Kincardine Bridge, Scotland.
Kincardine Bridge is a new video I have uploaded to YouTube showing a crossing of the bridge in both directions in November 2019.
The bridge crossers the River Forth approx. 25 miles north west of Edinburgh, and was the nearest road crossing to Scotland's Capital until the Forth Road Bridge opened in 1964. Kincardine Bridge is still the alternative crossing to the Forth Road Bridge and Queensferry Crossing when they are closed or restricted due to accidents or severe weather. The bridge connects the boroughs of Falkirk and Fife.

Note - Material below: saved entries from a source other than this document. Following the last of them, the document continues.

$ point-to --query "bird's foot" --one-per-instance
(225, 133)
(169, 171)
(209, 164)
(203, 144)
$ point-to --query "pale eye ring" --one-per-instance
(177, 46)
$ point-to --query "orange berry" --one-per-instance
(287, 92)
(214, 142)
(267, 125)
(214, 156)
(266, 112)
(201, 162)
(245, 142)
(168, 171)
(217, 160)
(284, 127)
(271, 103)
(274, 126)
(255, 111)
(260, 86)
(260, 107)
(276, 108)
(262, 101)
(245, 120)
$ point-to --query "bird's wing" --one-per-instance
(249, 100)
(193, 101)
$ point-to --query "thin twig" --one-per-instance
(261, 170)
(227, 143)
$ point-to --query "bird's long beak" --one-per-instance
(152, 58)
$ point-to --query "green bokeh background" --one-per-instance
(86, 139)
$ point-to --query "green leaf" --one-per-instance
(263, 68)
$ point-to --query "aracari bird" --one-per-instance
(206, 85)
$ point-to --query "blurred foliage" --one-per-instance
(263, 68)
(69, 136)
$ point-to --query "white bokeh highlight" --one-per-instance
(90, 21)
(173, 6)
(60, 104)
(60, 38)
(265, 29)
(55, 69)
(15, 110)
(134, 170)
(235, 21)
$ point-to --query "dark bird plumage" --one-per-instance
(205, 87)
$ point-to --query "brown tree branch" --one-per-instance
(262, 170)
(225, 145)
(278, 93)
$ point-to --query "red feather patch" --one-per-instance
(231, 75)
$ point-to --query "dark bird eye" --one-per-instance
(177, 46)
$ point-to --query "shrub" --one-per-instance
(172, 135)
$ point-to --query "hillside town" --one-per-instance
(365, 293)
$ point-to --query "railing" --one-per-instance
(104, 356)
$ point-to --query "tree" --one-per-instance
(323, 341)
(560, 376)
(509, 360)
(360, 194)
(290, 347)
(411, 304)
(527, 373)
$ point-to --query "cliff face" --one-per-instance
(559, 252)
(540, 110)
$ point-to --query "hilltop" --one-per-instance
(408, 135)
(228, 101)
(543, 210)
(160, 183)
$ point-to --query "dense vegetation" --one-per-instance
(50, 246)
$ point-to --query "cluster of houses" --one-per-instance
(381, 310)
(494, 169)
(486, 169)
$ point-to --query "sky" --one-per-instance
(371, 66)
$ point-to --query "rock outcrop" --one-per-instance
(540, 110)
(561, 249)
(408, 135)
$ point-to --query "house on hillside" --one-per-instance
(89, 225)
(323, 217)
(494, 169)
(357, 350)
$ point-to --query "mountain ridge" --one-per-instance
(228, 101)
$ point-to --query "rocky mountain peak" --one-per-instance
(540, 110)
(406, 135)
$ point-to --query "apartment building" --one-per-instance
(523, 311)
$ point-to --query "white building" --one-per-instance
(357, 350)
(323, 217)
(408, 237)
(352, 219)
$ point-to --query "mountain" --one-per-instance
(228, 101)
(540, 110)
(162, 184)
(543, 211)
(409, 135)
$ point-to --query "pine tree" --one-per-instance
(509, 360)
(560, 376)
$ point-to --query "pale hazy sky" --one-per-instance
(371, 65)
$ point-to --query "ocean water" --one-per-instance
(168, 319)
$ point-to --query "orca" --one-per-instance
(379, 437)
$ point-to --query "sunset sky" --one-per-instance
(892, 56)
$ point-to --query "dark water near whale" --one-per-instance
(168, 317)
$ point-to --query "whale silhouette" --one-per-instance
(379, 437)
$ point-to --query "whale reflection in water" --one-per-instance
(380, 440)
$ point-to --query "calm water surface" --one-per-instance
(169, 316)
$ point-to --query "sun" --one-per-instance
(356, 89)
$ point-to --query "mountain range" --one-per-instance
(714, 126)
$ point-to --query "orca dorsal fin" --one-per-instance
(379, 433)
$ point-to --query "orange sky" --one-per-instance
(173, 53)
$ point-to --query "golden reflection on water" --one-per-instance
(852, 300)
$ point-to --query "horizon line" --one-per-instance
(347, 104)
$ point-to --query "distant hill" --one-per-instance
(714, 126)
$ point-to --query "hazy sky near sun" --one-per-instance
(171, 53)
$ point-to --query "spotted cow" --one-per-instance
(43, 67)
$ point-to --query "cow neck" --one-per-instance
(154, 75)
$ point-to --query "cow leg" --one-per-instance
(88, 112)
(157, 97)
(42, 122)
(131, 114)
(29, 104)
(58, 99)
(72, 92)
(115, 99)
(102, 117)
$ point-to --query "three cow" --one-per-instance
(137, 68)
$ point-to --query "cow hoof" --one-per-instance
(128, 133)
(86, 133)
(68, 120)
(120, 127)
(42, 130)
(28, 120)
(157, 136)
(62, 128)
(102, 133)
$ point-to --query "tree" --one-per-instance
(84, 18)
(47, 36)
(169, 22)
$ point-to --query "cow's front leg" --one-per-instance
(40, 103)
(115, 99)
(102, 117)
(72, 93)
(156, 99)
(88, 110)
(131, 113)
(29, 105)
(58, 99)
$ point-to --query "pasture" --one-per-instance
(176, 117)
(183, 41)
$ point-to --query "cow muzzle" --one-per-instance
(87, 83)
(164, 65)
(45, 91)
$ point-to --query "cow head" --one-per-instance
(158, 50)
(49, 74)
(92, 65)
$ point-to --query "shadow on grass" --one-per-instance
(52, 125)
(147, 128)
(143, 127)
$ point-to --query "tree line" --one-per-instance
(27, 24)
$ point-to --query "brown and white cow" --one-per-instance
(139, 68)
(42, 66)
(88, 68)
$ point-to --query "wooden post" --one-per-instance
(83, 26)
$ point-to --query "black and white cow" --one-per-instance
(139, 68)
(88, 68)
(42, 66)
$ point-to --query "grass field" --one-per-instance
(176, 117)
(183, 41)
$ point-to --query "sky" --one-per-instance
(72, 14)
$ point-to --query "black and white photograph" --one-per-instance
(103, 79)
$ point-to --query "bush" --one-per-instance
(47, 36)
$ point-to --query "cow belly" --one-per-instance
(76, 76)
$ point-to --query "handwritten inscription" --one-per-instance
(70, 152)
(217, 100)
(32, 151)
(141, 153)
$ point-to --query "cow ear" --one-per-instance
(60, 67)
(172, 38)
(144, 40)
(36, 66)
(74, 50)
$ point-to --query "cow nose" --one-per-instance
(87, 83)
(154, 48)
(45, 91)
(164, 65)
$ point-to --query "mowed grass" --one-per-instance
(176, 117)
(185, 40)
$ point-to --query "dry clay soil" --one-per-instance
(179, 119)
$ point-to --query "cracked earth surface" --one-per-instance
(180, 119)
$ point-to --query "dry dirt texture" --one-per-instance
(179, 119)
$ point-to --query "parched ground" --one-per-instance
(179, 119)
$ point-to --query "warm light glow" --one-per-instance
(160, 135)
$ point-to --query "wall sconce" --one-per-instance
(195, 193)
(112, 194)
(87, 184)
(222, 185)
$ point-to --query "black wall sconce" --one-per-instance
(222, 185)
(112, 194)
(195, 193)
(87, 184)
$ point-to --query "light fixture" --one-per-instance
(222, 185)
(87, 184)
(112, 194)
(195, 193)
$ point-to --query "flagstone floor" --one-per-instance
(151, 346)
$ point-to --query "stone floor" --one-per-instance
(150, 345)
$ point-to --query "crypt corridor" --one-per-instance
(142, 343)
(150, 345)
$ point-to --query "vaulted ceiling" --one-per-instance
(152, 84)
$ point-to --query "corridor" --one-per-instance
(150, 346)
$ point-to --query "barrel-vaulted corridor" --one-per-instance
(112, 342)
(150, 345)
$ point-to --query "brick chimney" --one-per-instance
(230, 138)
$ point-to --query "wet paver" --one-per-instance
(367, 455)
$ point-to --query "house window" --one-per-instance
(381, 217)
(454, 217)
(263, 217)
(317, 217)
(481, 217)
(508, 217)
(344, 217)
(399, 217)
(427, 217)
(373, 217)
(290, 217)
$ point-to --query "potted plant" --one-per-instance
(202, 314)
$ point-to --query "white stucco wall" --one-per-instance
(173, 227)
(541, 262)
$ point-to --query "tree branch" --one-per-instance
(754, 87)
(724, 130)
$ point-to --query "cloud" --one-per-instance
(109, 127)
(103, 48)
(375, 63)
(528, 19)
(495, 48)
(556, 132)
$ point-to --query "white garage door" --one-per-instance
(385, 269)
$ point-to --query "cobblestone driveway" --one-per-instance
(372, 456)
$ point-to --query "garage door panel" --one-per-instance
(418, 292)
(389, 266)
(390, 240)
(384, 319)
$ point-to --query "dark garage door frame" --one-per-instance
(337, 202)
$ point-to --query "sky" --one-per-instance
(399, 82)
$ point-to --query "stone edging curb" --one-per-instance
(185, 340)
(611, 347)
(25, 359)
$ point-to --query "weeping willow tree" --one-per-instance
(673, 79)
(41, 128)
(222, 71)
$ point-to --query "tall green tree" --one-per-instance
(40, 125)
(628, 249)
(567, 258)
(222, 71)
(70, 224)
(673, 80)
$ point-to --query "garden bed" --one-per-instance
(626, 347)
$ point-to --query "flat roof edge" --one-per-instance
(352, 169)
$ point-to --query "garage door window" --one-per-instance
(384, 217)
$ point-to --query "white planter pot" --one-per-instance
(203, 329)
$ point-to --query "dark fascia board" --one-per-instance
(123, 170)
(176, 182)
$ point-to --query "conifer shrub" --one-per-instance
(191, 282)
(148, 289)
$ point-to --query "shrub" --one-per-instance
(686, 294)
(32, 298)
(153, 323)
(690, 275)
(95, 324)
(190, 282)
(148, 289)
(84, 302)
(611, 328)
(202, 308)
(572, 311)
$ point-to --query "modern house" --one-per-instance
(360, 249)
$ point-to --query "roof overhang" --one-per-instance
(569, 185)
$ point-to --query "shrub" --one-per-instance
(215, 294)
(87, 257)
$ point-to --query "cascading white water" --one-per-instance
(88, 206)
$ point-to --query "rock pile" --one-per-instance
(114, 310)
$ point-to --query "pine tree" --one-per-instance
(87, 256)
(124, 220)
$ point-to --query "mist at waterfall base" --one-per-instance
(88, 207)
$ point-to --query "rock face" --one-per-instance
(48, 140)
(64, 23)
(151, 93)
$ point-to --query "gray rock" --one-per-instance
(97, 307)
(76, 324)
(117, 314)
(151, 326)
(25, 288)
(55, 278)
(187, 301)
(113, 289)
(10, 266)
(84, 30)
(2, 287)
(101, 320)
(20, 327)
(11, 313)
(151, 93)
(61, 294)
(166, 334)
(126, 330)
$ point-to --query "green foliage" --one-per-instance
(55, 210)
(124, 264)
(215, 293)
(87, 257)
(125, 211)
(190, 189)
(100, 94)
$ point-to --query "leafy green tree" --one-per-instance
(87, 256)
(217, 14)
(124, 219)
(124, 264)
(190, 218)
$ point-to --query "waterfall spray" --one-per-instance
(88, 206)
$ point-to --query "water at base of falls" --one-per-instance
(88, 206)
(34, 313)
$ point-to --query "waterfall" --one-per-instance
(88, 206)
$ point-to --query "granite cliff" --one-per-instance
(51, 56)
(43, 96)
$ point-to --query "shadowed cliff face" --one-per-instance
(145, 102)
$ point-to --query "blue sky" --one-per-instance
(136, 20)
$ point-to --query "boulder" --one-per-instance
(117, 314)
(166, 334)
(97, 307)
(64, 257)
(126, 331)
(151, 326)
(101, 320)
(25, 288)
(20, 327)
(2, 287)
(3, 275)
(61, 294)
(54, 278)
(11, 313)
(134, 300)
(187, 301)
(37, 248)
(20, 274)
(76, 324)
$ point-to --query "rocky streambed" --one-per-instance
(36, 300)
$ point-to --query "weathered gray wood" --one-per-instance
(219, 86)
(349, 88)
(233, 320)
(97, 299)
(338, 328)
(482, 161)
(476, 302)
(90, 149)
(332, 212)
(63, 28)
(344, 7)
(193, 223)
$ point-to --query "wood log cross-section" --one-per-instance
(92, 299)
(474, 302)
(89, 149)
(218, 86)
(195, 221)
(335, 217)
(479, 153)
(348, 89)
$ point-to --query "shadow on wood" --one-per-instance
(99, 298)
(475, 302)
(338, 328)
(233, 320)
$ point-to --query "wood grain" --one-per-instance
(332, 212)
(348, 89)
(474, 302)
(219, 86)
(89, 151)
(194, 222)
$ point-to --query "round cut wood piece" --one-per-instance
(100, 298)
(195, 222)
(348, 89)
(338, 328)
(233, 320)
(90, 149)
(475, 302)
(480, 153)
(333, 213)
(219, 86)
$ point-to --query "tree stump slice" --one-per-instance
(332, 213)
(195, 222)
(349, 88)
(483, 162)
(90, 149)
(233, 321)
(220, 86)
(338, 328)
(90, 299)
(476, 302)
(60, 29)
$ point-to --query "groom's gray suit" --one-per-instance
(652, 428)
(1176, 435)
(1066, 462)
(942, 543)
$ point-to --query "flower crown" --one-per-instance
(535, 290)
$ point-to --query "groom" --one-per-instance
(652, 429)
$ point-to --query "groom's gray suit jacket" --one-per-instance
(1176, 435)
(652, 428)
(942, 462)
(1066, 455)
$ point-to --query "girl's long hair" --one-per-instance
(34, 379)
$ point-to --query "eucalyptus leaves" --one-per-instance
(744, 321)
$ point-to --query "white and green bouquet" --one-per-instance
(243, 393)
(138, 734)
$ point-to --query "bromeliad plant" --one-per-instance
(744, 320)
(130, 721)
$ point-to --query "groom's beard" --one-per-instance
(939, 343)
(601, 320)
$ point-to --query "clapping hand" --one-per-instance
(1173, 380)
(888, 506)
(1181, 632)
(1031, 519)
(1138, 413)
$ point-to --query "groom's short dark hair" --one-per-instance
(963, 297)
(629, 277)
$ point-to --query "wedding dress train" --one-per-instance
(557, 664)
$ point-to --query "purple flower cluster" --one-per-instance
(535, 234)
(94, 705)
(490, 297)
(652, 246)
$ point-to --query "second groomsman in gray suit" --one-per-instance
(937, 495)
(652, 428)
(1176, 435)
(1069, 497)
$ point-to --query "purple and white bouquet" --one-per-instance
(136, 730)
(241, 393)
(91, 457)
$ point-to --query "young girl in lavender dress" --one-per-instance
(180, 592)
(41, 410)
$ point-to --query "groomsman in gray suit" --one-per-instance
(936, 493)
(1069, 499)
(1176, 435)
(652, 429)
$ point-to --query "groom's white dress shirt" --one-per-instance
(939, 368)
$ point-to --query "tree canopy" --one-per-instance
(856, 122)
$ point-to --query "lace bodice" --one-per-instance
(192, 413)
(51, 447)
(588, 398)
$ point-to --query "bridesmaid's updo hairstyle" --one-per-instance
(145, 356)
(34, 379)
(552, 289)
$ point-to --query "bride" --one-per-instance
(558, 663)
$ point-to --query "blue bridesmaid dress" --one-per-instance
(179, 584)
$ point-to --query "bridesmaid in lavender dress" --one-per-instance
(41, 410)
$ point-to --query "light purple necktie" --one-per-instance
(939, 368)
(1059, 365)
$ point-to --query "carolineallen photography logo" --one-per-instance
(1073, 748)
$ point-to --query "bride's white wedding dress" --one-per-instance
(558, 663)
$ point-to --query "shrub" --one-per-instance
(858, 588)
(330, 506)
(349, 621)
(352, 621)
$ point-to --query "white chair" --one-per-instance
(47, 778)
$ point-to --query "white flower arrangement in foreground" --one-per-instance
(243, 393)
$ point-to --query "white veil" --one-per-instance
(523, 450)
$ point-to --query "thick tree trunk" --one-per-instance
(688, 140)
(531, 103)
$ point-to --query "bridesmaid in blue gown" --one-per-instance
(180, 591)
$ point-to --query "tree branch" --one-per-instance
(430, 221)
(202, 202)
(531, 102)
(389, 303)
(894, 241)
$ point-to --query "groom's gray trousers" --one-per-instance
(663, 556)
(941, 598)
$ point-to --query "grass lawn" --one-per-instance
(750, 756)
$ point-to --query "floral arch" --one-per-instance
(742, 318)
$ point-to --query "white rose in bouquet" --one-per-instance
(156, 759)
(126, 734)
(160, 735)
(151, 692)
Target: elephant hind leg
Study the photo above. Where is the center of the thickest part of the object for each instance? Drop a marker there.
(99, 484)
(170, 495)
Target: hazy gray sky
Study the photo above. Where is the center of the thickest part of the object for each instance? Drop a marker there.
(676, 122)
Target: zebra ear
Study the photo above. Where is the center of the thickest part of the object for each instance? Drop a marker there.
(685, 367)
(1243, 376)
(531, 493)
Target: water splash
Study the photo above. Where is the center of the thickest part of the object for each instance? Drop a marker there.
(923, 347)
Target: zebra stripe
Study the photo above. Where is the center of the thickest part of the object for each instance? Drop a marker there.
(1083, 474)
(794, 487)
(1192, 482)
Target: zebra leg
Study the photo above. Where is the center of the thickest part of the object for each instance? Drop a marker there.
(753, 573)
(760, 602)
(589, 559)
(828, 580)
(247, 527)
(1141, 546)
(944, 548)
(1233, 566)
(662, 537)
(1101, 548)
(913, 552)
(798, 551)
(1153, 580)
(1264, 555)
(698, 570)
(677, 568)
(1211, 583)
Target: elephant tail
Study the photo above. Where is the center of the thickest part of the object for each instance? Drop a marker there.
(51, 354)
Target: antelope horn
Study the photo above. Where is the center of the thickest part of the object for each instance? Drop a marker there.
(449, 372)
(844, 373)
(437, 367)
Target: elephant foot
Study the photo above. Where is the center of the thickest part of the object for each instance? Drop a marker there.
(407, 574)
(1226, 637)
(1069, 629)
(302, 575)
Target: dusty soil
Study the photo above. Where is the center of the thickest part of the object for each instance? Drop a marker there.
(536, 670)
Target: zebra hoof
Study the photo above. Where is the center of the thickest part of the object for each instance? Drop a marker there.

Built between 1932 and 1936 by designers Sir Alexander Gibb and Architect Donald Watson, the opening having been delayed due to a steam ship crashing into the construction in February 1935. The decision to build the bridge having been made when traffic levels at Stirling Bridge, which then was the nearest point of crossing the Forth other than by ferry had risen from approx. 150 per hour in 1922 to over 400 per hour by 1932. Built with a central section a of 364ft that acted as a swing bridge to allow ships to pass through to the Port of Alloa, this section remaining in use until 1988 and being locked shut in 1989. The mechanics are still there to operate the swing bridge but it is unlikely ever to be used again. The bridge has a total length of 2697ft and cost £327000 to build. Whilst still in use it was replaced as the main bridge crossing in 2008 by the Clackmannanshire Bridge which cost £120 million to complete.